About 42 percent of chief information officers have cut their budgets to grapple with the economic downturn, a new survey by Gartner shows.
Among the 900 CIOs questioned, 42 percent said they had lowered their budgets for the first quarter of 2009, an overall drop of 4.7 percent compared with the previous quarter, according to the report released Monday. This contrasts with Gartner's study for 2008's fourth quarter, where most of the 1,500 CIOs surveyed said their IT spending was relatively flat.
For the recent survey, 54 percent of all CIOs indicated no budget changes, while 4 percent confirmed a boost in spending for the first quarter.
"CIOs reported that renegotiating vendor contracts and head count reductions were the primary focus areas for accommodating budget reductions," said Mark McDonald, group vice president and head of research for Gartner EXP. "CIOs report shifting more work to in-house resources and delaying capital expenditures more than reducing IT project investments."
Most industries reported lower IT spending, noted Gartner. Professional services companies and those in the telecommunications and technology fields registered the biggest decline with a 10 percent drop. Manufacturing firms indicated an 8 percent fall in spending, while utilities and financial firms cut back by 4 percent. Only the health care industry reported a 2.2 percent increase in tech spending.

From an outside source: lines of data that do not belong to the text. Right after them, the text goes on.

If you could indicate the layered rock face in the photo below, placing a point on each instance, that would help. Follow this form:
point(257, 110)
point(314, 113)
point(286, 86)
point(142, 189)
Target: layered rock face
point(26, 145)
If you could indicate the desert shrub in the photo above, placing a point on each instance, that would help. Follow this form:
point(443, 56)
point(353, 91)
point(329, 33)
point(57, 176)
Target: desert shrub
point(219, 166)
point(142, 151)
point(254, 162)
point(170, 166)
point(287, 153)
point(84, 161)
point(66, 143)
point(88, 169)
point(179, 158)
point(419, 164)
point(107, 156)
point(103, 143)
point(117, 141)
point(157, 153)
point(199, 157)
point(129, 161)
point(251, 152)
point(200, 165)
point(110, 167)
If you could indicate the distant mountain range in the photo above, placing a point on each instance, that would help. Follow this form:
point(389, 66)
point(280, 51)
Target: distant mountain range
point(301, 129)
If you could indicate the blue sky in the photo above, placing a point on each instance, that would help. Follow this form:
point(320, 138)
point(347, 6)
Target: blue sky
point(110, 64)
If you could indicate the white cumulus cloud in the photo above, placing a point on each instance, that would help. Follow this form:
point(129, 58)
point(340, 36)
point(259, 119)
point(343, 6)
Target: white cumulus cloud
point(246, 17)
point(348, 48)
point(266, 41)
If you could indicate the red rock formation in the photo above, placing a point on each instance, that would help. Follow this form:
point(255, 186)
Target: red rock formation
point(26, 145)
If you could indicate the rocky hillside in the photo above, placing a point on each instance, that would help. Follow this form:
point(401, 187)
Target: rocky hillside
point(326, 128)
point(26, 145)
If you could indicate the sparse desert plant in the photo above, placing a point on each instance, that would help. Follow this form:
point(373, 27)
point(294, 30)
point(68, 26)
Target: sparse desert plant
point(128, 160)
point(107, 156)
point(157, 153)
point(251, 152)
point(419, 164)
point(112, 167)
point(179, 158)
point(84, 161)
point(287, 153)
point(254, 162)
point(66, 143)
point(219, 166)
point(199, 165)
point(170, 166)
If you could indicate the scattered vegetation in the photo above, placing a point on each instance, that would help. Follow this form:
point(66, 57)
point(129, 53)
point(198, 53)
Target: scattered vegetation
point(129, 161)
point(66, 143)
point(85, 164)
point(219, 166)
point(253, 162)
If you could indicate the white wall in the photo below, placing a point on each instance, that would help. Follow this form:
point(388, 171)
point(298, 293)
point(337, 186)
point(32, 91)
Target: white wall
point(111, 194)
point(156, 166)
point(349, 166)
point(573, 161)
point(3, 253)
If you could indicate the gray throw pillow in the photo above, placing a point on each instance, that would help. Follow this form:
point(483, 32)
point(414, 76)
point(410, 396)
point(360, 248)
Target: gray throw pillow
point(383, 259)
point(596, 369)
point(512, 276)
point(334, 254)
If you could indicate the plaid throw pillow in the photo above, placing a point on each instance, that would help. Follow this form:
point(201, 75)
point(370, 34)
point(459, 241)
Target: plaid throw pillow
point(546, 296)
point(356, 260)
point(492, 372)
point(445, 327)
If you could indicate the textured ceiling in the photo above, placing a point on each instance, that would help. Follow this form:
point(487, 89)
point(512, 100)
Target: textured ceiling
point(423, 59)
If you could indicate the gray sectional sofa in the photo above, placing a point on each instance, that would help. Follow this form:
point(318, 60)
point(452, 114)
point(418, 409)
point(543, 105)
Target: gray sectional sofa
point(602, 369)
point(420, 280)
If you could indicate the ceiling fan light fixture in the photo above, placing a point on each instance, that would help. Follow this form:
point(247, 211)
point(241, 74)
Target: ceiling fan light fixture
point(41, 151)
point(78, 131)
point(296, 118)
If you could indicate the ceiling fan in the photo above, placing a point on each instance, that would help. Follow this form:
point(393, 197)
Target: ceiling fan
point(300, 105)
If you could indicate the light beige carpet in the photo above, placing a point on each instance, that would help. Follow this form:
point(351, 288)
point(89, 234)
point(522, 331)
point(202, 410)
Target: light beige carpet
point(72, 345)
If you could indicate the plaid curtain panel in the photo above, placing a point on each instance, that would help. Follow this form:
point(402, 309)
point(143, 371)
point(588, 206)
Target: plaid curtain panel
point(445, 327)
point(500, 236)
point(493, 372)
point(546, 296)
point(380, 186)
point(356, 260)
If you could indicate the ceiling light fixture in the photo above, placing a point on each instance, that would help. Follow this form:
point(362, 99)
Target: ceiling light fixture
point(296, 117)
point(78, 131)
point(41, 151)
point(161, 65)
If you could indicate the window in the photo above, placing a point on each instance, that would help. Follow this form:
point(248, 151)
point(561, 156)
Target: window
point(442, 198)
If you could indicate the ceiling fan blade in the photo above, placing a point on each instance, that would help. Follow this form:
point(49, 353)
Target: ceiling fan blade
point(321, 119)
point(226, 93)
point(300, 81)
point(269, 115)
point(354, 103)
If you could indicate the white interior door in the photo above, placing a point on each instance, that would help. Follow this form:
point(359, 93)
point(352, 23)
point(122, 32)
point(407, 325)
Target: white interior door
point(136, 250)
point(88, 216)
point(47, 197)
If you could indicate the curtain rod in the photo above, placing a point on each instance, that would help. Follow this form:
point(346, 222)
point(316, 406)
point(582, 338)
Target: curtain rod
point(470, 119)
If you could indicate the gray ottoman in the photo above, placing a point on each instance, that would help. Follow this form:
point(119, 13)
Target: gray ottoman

CIOs seem ready however 2009 plays out. Most of the executives questioned realize further cuts may be needed later this year but see them as unlikely. More CIOs have contingency plans in place for 2009 that cover a possible uptick in IT spending but further reductions as well.
"Based on CIO contingency plans, they are now better prepared for future economic challenges," said McDonald. "However, most CIOs do not see immediately implementing those plans. This supports a position that the first quarter budget adjustments reflect firm plans for the remainder of 2009."
CIOs see the economy bouncing back sometime between the first and third quarter of 2010. Once the signs look good, they expect to boost spending on both IT projects and staffing.